TUNISIE
29/06/2018 17h:38 CET

"Le coming out fait débat en Tunisie": Les menaces et les avancées, selon Amnesty

L'évolution de la lutte pour la dépénalisation de l'homosexualité.

valentinrussanov via Getty Images

Le combat pour la dépénalisation de l’homosexualité en Tunisie est guetté par des oppositions diverses, plus ou moins farouches, et plus ou moins violentes. Toutefois, le débat est posé et on en parle. Chose inimaginable quelques années avant. 

L’ONG internationale Amnesty international peint les contours d’“un coming out” difficile. “Dans une société tunisienne un peu déboussolée par la rapidité avec laquelle les normes changent, le conservatisme le plus strict côtoie les audaces libérales, notamment sous l’effet de la libéralisation politique et de l’ouverture aux influences étrangères”, note Thierry Brésillon, correspond à Tunis d’Amnesty. 

Militant dans la clandestinité des années auparavant, les militants sont sortis de l’ombre et mènent ouvertement leur lutte, même si leurs stratégies divergent.  Entre ceux qui prônent la médiatisation comme Shams et ceux qui la réfutent, le but demeure toutefois le même: dépénaliser l’homosexualité et venir en aide aux personnes stigmatisées à cause de leur orientation sexuelle. 

Shams a lancé un débat public sur l’homosexualité depuis 2015. Une médiatisation qui leur a valu menaces et intimidations. Les affaires liées à l’homosexualité se sont également succédées et ont défrayé la chronique. Shams poursuit la stratégie de la médiatisation avec leur nouvelle radio Shams Rad, constate Amnesty.
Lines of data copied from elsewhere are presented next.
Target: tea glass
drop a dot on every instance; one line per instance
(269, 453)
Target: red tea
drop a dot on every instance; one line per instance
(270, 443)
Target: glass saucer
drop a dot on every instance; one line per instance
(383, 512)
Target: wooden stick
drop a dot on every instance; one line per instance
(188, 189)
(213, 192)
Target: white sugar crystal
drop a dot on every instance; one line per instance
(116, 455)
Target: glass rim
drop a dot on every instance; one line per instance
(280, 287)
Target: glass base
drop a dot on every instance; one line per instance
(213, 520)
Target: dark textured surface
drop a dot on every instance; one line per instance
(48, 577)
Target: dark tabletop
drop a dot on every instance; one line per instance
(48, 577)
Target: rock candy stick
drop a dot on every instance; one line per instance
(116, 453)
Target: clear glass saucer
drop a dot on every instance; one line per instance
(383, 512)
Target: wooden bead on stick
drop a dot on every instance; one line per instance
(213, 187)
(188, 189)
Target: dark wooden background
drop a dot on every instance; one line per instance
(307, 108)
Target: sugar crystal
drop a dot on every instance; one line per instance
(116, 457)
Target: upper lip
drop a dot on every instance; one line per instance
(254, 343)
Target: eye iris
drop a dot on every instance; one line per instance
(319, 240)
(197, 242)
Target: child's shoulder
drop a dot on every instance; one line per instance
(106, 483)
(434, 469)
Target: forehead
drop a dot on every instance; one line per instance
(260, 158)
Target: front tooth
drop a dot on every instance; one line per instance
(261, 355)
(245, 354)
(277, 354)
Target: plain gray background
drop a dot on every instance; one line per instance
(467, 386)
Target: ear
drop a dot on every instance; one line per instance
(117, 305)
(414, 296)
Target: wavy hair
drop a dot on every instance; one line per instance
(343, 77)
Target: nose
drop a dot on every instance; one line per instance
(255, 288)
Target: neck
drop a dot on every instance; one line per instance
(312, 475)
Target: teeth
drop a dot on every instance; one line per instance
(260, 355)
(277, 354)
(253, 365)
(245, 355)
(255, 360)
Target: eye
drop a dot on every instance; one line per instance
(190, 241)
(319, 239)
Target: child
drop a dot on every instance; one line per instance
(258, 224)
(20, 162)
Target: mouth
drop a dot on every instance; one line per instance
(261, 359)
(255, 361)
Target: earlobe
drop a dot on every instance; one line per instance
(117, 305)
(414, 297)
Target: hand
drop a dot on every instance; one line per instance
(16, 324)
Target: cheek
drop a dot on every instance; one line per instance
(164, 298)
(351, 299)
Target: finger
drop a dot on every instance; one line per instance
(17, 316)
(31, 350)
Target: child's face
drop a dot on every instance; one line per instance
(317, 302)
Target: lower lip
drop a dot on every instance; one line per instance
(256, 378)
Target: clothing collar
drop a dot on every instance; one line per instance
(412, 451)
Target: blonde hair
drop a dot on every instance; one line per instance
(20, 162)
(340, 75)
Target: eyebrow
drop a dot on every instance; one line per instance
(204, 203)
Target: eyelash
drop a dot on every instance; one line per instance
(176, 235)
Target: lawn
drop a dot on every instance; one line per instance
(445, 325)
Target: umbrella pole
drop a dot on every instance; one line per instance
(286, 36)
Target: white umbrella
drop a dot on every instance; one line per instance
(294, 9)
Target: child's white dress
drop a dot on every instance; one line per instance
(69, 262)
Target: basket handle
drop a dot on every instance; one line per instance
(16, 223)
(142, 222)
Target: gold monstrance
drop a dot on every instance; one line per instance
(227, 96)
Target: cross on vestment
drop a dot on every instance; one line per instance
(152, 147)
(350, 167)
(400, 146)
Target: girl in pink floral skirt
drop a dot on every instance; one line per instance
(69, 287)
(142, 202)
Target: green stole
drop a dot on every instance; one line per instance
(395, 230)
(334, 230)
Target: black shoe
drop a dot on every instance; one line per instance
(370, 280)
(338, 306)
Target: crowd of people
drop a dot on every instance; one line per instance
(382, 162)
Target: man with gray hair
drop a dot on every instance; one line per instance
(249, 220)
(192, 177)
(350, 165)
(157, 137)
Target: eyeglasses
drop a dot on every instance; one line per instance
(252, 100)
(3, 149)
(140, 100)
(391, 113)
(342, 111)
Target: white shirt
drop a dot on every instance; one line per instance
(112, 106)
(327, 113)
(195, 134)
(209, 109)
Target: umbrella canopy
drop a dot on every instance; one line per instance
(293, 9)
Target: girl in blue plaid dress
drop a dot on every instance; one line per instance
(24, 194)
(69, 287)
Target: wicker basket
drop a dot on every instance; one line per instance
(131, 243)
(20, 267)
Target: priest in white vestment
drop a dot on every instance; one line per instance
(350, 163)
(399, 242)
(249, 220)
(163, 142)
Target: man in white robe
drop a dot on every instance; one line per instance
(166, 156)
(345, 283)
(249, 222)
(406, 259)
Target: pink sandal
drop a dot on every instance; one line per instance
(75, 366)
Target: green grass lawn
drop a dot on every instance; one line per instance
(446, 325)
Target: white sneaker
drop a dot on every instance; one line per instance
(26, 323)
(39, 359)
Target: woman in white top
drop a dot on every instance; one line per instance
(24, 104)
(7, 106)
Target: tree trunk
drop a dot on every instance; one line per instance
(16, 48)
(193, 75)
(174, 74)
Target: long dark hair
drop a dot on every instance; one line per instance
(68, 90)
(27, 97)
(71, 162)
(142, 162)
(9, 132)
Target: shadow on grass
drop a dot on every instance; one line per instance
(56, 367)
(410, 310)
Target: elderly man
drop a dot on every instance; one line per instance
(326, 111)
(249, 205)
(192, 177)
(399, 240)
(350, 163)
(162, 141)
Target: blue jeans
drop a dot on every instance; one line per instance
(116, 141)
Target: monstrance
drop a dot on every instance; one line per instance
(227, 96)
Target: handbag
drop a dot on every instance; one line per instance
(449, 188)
Quand d’autres comme ceux de Damj privilégient “une approche plus discrète”, souligne le correspondant d’Amnesty. 

“Toutes les stratégies sont complémentaires, mais nous refusons d’aller dans les talk-shows des médias où les débats sont trop médiocres et déclenchent des traques d’homosexuels”, affirme Badr Baboo, président de Damj. 

Toute en signalant la persistance de la violence à l’égard des personnes LGBT en Tunisie, Badr Baboo se félicite du fait qu’ils puissent en parler désormais, en rappelant qu’avant, ils militaient pour briser l’isolement: “Aujourd’hui nous avons le soutien des associations historiques de la société civile, poursuit-il. Nous discutons avec les institutions, le vocabulaire pour parler publiquement d’homosexualité devient progressivement moins insultant, nous avons de plus en plus de militants formés. C’est en accumulant ce type d’acquis que l’on progresse”, dit-il. 

Sortis de l’ombre mais pas reconnus

Les militants sont sortis de l’ombre, mais cela ne rime pas avec une reconnaissance de leur existence. Les menaces sont multiples, et les résistances aussi. En témoigne, les décisions de justice criminalisant l’homosexualité, les tests anaux, les déclarations des politiques hostiles à la dépénalisation de l’homosexualité.  

“Les courants islamiques même les plus libéraux s’accordent pour réprouver l’homosexualité (...). Mais en tant que politiques, nous abordons la question sous l’angle du respect des libertés. Nous avons voté une Constitution qui reconnaît le droit au respect de la vie privée, on ne va pas ouvrir les portes des maisons pour contrôler la vie sexuelle des gens. Mais déverser de manière ostentatoire des réalités qui choquent les gens, ne fait rien avancer. La liberté progresse par le débat et la sensibilisation ”, affirme Mehrziya Laabidi, députée d’Ennahdha à Amnesty. 

Oui pour le respect de la vie privée, mais l’homosexualité fait exception, chez certains politiques qui prétextent des considérations identitaires et religieuses. 

Une issue est envisageable? Interviewée par Amnesty, la députée Bochra Bel Haj Hmdia déclare: “Comment trouver une solution qui garantisse au maximum le droit de chacun de disposer de soi sans aller à la confrontation avec le conservatisme, au risque de bloquer tout le processus de réformes ? Il faudrait déjà faire en sorte que les délits qui ne nuisent pas à autrui ne puissent plus déboucher sur une peine privative de liberté”. C’est ce qui a été d’ailleurs  proposé par la Commission des libertés individuelles et de l’égalité (Colibe) qu’elle préside. 

La Colibe a recommandé de dépénaliser l’homosexualité ou de maintenir la criminalisation en écartant la peine d’emprisonnement.